Göreve hazırız!

Yeni Şafak
Kıymet Sezer
04:0014/08/2016, Pazar
G: 13/08/2016, Cumartesi
Yeni Şafak

FETÖ’nün çeşitli işkenceler ve disiplin suçlarıyla TSK’dan uzaklaştırdığı askeri öğrenciler, çağrıldıkları takdirde göreve hazır olduklarını söylüyor. Ordudan ayrıldıktan sonra sosyal hayata uyum sağlamakta ve iş bulmakta zorlanan öğrenciler "15 Temmuz aklandığımız gündür; kimin hain olduğu ortaya çıktı” diyor.

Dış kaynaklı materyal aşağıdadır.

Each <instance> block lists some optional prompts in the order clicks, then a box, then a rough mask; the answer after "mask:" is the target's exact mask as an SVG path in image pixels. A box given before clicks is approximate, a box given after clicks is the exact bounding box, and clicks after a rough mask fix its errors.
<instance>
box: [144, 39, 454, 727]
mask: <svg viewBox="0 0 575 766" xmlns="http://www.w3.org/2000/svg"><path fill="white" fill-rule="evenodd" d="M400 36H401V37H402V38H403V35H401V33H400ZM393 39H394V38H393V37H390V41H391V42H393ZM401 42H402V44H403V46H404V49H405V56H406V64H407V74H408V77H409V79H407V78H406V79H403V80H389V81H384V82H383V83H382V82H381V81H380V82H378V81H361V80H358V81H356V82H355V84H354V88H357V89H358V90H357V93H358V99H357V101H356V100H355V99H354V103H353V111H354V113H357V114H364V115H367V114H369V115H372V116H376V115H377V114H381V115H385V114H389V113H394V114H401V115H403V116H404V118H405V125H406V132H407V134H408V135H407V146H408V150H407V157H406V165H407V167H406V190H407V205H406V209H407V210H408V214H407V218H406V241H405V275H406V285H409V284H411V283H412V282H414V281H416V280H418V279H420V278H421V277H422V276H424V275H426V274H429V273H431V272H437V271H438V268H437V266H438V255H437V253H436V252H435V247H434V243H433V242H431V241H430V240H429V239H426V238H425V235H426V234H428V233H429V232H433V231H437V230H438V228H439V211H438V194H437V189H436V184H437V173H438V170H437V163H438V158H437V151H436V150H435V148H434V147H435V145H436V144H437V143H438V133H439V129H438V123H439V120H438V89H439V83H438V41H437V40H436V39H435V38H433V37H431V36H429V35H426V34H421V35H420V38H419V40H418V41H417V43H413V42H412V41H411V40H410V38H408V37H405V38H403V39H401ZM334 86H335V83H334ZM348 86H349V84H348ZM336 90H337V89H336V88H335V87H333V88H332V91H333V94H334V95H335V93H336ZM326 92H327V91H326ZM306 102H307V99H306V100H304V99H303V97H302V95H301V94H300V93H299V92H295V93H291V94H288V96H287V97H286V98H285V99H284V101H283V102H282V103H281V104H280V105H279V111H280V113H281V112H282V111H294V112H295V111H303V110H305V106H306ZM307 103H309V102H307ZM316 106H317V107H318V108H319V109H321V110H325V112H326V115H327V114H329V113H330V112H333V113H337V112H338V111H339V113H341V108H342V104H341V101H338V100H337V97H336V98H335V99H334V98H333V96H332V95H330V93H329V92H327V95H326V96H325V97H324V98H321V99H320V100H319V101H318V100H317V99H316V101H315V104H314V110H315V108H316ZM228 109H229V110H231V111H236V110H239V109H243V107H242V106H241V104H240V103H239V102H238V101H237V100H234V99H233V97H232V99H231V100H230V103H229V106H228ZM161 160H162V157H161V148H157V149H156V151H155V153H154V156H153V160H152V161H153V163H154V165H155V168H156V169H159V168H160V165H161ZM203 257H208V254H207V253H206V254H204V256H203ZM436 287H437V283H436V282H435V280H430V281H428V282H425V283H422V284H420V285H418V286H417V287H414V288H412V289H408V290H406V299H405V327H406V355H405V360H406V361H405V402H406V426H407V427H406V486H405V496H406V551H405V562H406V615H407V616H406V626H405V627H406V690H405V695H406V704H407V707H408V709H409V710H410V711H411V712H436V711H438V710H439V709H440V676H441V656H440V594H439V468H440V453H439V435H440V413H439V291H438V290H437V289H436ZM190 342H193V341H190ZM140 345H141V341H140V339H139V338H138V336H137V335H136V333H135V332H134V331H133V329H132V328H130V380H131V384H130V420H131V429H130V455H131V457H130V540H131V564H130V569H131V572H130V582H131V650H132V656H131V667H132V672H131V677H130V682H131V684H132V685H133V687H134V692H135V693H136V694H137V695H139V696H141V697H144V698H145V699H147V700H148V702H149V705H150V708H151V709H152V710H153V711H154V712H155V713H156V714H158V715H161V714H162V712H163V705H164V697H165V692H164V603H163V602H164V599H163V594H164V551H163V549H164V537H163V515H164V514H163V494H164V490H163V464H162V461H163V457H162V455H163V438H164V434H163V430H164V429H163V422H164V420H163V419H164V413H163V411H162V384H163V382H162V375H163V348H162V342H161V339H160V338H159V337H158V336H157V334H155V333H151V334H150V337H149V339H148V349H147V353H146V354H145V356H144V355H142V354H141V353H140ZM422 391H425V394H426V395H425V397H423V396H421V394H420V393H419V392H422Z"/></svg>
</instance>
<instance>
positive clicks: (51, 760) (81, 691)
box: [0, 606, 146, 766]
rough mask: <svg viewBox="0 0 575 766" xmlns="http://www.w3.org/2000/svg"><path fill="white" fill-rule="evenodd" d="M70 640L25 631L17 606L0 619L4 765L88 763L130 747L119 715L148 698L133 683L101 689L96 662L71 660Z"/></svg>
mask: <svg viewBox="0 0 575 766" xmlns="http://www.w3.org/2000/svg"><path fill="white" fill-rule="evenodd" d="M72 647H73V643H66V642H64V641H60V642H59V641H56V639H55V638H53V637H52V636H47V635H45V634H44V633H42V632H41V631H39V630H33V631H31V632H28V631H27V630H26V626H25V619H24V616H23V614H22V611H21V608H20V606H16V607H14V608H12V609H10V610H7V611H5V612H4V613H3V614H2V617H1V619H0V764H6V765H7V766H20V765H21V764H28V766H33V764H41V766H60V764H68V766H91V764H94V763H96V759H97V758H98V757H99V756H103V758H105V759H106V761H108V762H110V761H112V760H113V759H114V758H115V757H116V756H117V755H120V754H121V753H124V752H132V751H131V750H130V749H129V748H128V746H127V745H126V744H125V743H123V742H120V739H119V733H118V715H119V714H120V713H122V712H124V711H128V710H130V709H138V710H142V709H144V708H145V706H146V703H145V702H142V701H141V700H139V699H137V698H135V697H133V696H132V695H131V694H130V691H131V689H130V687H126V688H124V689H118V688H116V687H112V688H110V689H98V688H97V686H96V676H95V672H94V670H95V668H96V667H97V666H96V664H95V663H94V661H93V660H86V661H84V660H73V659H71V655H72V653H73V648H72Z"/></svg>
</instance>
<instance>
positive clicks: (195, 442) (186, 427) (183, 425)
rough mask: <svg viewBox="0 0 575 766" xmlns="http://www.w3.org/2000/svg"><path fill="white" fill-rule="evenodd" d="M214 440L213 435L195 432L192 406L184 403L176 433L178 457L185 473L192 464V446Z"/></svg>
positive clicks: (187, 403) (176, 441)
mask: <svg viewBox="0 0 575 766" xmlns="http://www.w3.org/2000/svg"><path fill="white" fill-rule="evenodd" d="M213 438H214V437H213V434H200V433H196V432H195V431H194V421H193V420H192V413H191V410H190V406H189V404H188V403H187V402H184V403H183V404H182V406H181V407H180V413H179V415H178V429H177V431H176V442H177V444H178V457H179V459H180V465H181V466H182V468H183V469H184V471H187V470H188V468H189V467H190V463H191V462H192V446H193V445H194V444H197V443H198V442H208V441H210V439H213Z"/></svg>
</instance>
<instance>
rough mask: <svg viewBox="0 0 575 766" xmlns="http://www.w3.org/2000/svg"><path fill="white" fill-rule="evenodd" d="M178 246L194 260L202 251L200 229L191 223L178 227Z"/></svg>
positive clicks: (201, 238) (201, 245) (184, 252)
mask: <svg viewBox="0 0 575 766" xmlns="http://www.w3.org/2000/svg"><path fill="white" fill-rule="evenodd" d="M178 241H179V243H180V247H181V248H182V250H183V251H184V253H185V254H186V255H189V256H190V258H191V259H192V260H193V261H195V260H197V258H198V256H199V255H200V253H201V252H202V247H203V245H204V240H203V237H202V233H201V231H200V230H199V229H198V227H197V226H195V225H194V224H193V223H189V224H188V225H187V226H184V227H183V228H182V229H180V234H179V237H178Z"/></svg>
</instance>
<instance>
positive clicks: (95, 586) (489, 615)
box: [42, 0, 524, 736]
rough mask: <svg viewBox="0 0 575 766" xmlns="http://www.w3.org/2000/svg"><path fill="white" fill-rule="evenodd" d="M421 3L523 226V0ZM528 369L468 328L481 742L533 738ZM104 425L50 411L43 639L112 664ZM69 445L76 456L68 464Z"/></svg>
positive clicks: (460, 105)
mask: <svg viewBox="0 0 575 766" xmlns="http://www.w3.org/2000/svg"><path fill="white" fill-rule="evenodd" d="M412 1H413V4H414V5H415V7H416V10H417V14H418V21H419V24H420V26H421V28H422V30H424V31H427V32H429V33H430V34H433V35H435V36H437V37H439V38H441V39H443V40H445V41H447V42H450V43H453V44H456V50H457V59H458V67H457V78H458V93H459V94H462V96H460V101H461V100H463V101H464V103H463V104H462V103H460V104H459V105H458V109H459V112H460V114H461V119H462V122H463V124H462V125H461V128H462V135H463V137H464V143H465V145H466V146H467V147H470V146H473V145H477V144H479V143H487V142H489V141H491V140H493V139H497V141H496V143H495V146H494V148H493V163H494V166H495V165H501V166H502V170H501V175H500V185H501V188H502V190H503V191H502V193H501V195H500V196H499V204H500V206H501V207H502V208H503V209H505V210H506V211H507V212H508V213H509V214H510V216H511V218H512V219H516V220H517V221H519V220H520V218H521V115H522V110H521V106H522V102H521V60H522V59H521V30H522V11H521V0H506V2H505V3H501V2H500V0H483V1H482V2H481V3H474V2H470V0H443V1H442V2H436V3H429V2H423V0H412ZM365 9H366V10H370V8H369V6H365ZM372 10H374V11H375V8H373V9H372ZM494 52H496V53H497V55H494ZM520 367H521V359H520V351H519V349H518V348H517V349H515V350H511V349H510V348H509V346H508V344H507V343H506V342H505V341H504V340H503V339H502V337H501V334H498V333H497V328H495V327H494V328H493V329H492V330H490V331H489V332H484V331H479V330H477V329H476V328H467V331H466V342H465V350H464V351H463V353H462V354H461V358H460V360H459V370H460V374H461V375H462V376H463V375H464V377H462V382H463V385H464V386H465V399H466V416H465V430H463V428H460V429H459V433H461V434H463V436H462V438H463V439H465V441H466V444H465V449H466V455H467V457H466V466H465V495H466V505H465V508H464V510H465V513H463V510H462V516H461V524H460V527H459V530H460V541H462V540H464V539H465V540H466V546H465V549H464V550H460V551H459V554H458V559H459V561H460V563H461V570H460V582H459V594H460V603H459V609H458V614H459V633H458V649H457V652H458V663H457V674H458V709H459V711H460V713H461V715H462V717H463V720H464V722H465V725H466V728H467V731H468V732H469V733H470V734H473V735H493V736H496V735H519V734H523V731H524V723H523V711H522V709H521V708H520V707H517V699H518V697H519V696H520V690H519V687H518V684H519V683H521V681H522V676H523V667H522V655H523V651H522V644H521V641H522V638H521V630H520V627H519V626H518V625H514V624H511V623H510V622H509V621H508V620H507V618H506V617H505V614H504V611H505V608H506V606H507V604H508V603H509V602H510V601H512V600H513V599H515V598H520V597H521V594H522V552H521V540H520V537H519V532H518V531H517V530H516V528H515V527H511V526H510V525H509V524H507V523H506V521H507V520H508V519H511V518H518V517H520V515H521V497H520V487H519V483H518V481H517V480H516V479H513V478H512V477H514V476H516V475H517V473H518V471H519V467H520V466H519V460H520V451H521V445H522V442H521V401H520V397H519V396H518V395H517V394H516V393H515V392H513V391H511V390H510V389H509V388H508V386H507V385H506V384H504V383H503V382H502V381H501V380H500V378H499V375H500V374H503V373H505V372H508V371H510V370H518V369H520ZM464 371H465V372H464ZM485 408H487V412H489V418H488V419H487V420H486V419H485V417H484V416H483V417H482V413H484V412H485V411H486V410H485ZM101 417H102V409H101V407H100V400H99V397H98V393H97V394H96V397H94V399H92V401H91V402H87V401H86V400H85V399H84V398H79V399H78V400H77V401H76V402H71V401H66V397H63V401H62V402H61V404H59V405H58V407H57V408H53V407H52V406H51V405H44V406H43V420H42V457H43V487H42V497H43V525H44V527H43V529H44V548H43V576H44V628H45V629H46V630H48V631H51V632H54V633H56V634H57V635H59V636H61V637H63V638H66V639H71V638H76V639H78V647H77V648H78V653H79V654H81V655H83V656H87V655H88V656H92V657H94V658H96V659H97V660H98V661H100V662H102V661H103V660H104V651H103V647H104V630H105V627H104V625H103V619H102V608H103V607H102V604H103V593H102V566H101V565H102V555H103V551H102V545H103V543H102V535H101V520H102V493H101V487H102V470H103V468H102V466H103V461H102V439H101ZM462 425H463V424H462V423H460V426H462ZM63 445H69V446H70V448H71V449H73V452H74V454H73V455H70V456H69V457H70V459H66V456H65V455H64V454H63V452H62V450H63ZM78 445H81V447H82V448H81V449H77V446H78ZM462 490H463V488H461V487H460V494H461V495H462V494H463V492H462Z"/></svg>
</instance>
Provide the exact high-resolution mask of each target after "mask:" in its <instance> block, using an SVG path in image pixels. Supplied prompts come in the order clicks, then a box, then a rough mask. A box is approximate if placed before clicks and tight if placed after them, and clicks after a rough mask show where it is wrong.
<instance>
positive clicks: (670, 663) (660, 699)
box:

Sayıları 3 bine yaklaşan, 20 ila 33 yaşları arasındaki gençler küçük yaşta tanıştı FETÖ terörüyle. Askeri okullarda türlü eziyetler yaşadılar ve kimseyi inandıramadılar yaşadıklarına. Hayata tekrar başlamak zorunda kaldılar. Bu sefer milyarlarca liralık bir maddi yükle birlikte. Borçlarını ödemek için muavinlik garsonluk yaptılar. Ta ki 15 Temmuz gecesine kadar. Onlar onurlarını ve toplum nezdindeki itibarlarını yıllar sonra geri kazandılar. Şimdi aynı iade-i itibarı devletten bekliyorlar. Bir de kendilerine tüm bunları yaşatanlardan hesap sorulmasını. Temizlenmiş bir orduya geri dönerek hayallerine kaldığı yerden devam etmek istiyorlar. "İstenirse emre amadeyiz" diyorlar.



RAHAT BIRAKMAYACAĞIZ DEDİLER


Murat Can Barbaros: Ben Kara Harp Okulu'ndan ayrılmak zorunda bırakıldım. Maltepe Askeri Lisesi'ni bitirip Harp Okulu Nizamiyesinden içeriye adım attığım andan itibaren bahsedilen tüm işkencelere birebir maruz kaldım. O zaman üstteğmendi, Mahmut Karakullukçu tarafından darp edildim, sıcak altında bekletildim, tuvaletin içerisinde şınav çektirildim. Uzman Psikolog subaya yaşadıklarımı tüm açıklığıyla anlattım. Tıbbi yemin etmiştir, doğruyu yazar dedim ama yanılmışım. Raporunda, 'öğrenci kendini asker olmaya uygun hissetmiyor, dışarıda daha başarılı olacağını düşünüyor' tarzı şeyler yazıyordu. TSK komuta kademesine kadar hakkımı aramaya çalıştım, çeşitli şikayet dilekçeleri yazdım. Benim dilekçelerimi yırtıp attılar gözümün önünde. Bana zaten gideceğimi, Menteş kampını bir şekilde bitirirsem Harp Okulu'ndan ayıracaklarını, Harp Okulu'nu bir şekilde bitirirsem mezun olduktan sonra bütün görev hayatım boyunca bana huzur vermeyeceklerini söylediler. Çağırsalar dönmek ister miyim? Tabiki isterim. O benim 13 yaşında girdiğim çocukluk hayalimdi. Ama oraya dönmem için oranın dürüstlüğüne, temizliğine kesinlikle inanmış olmam gerekiyor. Kendimi, ailemi, şerefimi oraya tekrar emanet edebilmem için haklarımızın iade edilmiş olması ve içeride de o vatan hainlerinden hiçbirinin kalmamış olduğuna inanmam gerekiyor.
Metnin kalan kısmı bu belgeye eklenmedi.